In Tuscany, Capezzana makes a Vin Santo de Carmignano from 90 per cent Trebbiano Toscano with the balance San Colombano. It looks and tastes like a sweet sherry. At the other end of the spectrum from the same region was a 1999 Vinsanto del Chianti by Farnito made with Trebbiano Toscano and Malvasia Bianco, aged in oak and chestnut caratelli for 16 years, and only released last year. It was full of Oriental spices.

Perhaps different versions of Vin Santo could be likened to one species of animal made unique because of isolation. The Farnito is a turtle from the Galapagos islands while the Capezzana is the same creature from somewhere in India. The 2002 Vin Santo de Montepulciano by Avignonesi in Tuscany was an incandescent joy. A turtle from Australia? Tuscans also make a red Vin Santo called Occhio de Pernice (“Eye of the Partridge”) mostly from Sangiovese and a red version of the Malvasia grape called Malvasia Nera.

In Veneto, the wine region of Gambellara makes a Vin Santo with Garganega, the grape of the Soave region. The DOCG wine known as Recioto di Gambellara is a classic. I tried a 2007 Menti Vin de Granaro which had the black colour of a classic Pedro Ximenez and smelled like toffee and fruit cake yet still had good acidity. It had been fermented and aged in 40-litre oak barrels for up to four years.

In Emilia-Romagna, Lusignani produce a Vin Santo di Vigoleno that has an almost saline nose yet tastes of candied orange peel. Locals use a traditional process that involves drying grapes until December 1 and then pressing three times to extract the juice. Wines are decanted each year into progressively smaller barrels and usually aged five years.

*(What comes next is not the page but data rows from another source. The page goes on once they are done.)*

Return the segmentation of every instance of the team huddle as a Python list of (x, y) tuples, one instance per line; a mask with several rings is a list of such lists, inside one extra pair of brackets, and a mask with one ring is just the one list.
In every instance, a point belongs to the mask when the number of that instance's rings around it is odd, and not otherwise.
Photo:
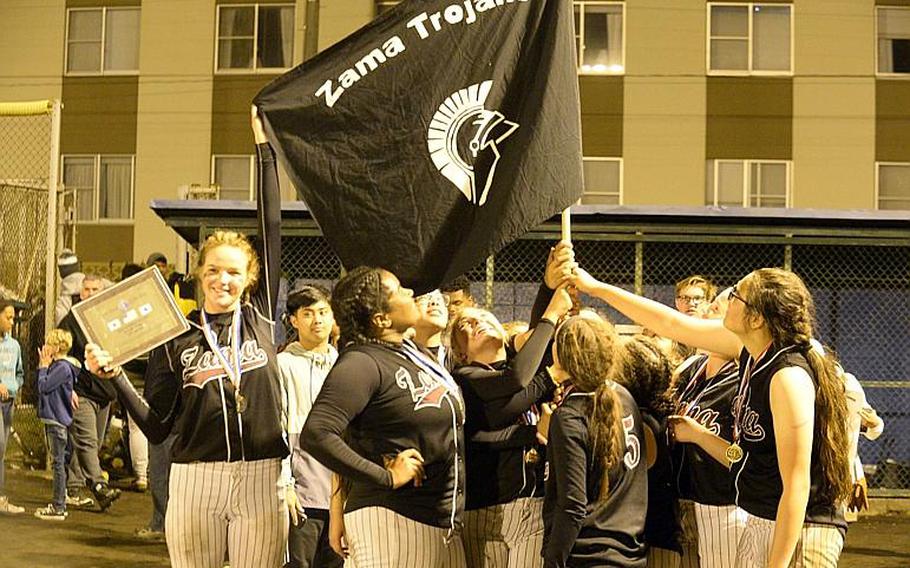
[(86, 349), (149, 440), (174, 437), (172, 565), (837, 565), (861, 421), (797, 275), (686, 285), (701, 309), (682, 313), (560, 242), (522, 326), (358, 267), (288, 295), (282, 348), (278, 176), (254, 132), (261, 250), (202, 245), (201, 309), (143, 395)]

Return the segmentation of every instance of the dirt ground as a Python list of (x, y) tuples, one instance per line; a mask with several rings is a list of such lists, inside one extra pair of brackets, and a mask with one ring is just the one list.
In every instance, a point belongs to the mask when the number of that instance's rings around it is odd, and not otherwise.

In Marche, locals make Vin Santo di Offida from the rare Passerina grape and in Lombardy the wine known as Lacrima di Morro d’Alba Passito comes from red grapes.

In Trentino, producers use the Nosiola grape in Vin Santo di Trentino. The 1983 vintage Vin Santo by Marco and Stefano Pisoni is superb. Think rich and nutty Christmas pudding with touches of soy sauce and tamarind. The wine is aged in small acacia barrels for five years. The estate has been biodynamic since 2011.

Perhaps the most unusual wine come from Valle de Tevere in Perugia, where it is known as “smoked Vin Santo”. Traditionally locals dried tobacco leaves in their kitchens and the smoky aromas permeated the wine stored in the houses. The region does not yet have an appellation. About 15 families make wine, mostly for home consumption. The one I tried, whose name I cannot remember, was like drinking smoky treacle. A wondrous experience.

Good Vin Santo is expensive. After drying, 100kg of grapes yield only 15 to 20 litres of must. The longer the drying period, the greater the concentration and sweetness, and the smaller the volume. With long barrel-ageing evaporation can be as high as 40 per cent.

Once you have tried a great Vin Santo you will look for more.